# Decoy engagement time?



## Ken Thompson (Jun 9, 2006)

How long can a dog engage a decoy before physically giving out? I realize it depends on the condition of a dog but a dog in good condition, how long? Can one breed GSD, Mal or Dutch go longer than the other?


----------



## Mike Schoonbrood (Mar 27, 2006)

Some dogs will keep on going and going and going, the decoy will wear out long before the dog does. Some dogs will eventually let go on their own if the decoy just stands still completely passive... with some dogs this might take over an hour before they finally let go, but they would gladly go longer if the decoy continued to fight them.

Don't know any actual numbers, don't know anyones ever tried to work a dog to that level of exhaustion, I'm sure its not safe for the dog to do so.

Weather also has alot to do with it. I've also seen ALOT of dogs that are worn out in 20 minutes working in Florida heat. They will continue to work, but you can see their grip and hardness of the bite start to diminish.


----------



## Jerry Lyda (Apr 4, 2006)

Ken, the Mals and dutch shepherds will work much longer than the GSD.
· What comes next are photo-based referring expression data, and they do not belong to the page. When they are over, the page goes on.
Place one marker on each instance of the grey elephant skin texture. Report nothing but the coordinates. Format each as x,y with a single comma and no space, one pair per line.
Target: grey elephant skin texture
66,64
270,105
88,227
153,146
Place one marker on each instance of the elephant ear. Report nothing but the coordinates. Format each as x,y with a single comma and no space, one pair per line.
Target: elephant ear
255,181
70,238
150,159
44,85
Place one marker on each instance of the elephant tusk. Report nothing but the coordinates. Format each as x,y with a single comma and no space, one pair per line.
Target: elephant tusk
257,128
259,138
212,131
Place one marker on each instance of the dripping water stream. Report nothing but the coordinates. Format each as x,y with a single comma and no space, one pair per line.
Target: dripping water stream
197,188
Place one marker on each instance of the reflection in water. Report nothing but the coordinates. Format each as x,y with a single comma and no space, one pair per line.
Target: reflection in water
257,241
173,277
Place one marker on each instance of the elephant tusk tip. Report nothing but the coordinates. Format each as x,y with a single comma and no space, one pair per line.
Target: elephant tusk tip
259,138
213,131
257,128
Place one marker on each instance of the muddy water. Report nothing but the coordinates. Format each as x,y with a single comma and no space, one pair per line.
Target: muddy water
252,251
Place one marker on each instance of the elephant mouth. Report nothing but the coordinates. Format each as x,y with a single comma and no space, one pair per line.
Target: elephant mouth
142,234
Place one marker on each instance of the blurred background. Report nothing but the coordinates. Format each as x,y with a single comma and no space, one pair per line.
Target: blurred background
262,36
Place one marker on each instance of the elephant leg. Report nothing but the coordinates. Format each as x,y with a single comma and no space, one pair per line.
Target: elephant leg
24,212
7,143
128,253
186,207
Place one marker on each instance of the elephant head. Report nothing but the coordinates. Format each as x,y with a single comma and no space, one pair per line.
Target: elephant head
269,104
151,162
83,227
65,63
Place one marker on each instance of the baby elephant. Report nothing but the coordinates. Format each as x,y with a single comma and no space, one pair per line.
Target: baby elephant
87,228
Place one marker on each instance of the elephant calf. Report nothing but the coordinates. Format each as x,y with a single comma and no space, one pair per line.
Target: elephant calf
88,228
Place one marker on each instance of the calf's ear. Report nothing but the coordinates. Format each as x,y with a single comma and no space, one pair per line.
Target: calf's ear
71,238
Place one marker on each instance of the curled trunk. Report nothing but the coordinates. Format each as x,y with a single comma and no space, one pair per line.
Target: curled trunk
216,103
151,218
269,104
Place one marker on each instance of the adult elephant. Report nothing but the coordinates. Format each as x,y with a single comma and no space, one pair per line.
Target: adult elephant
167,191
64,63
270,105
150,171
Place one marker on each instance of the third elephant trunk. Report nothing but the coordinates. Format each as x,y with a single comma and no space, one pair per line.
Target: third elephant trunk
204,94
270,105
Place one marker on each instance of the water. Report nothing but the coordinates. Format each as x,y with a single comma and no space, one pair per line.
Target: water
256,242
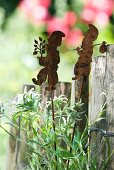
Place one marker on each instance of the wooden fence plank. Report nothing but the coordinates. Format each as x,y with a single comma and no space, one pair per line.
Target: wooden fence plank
102,97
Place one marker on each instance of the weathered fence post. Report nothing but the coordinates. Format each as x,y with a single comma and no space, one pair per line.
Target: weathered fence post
102,105
80,90
62,88
16,156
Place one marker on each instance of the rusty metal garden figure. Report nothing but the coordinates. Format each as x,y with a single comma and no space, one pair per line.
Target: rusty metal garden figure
50,64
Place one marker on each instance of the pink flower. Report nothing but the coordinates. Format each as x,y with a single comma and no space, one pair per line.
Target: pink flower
74,37
45,3
102,19
106,6
70,18
56,23
39,13
88,15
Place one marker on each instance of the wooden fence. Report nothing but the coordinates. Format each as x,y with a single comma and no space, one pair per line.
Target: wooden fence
99,100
It don't take the GSD long to get the job DONE.


----------



## Justin Eimer (Oct 17, 2006)

Jerry Lyda said:


> Ken, the Mals and dutch shepherds will work much longer than the GSD.
> 
> 
> It don't take the GSD long to get the job DONE.


HA,HA,HA! :roll:


----------



## Justin Eimer (Oct 17, 2006)

Honestly it depends on the dog, their drive level, the temperature, and their level of endurancel. Mals/Dutchies can generally go a little longer than GSD's, just working period. But, if the Mal/Dutchie is not conditioned and the Shepherd is, then it does not really matter. Dogs with longer muzzles (i.e..GSD's, Mals, Dutchies, Dobes), will in most cases (99% I would think there is almost always an exception to a rule) out last those with shorter muzzles (i.e.. Rotties, Corso's, Boxers, etc..). Some dogs with tremendously high drive, will work themselves into the grave if you don't govern them. There are a lot of factors. The best advice is to make sure that you know your dog and don't over do it. A dog that is gradually conditioned to longer bite/fight scenarios will stay with the fight longer. If the dog is fresh and conditioned properly, the decoy will shut down long before the dog will in one continuous fight. Hence the new tag phrase on my shirt, "Decoy till you puke!":lol: Seriously though, I have done it and the dog although tired wasn't amused and wasn't ready to give up. ~Justin


----------



## Howard Gaines III (Dec 26, 2007)

I think the better question isn't with the physical body, but rather the mental aspect of the dog. Some working dogs can be in great physical shape and become a lost cause within minutes. The stress that a young puppy goes through and the developmental bite work stages that it works in, help to prepare it for future "combat" with the decoy/helper. It is also important that the young dog feel "safe" with the handler. The handler acting as a coach can help most dogs overcome stress and fear. The mental element makes anything a winner or loser.


----------



## David Frost (Mar 29, 2006)

I think it also can be proportional to the amount of "combat" the dog is willing to take. Some certainly more than others. 

DFrost


----------



## Matthew Grubb (Nov 16, 2007)

Longest I’ve ever worked was a Tervuren that we were doing “self out” work with. The first out took 20 minutes… the second 34. I was using a chain link fence to say upright with this dog… pulled every muscle in my back that day! #-o


----------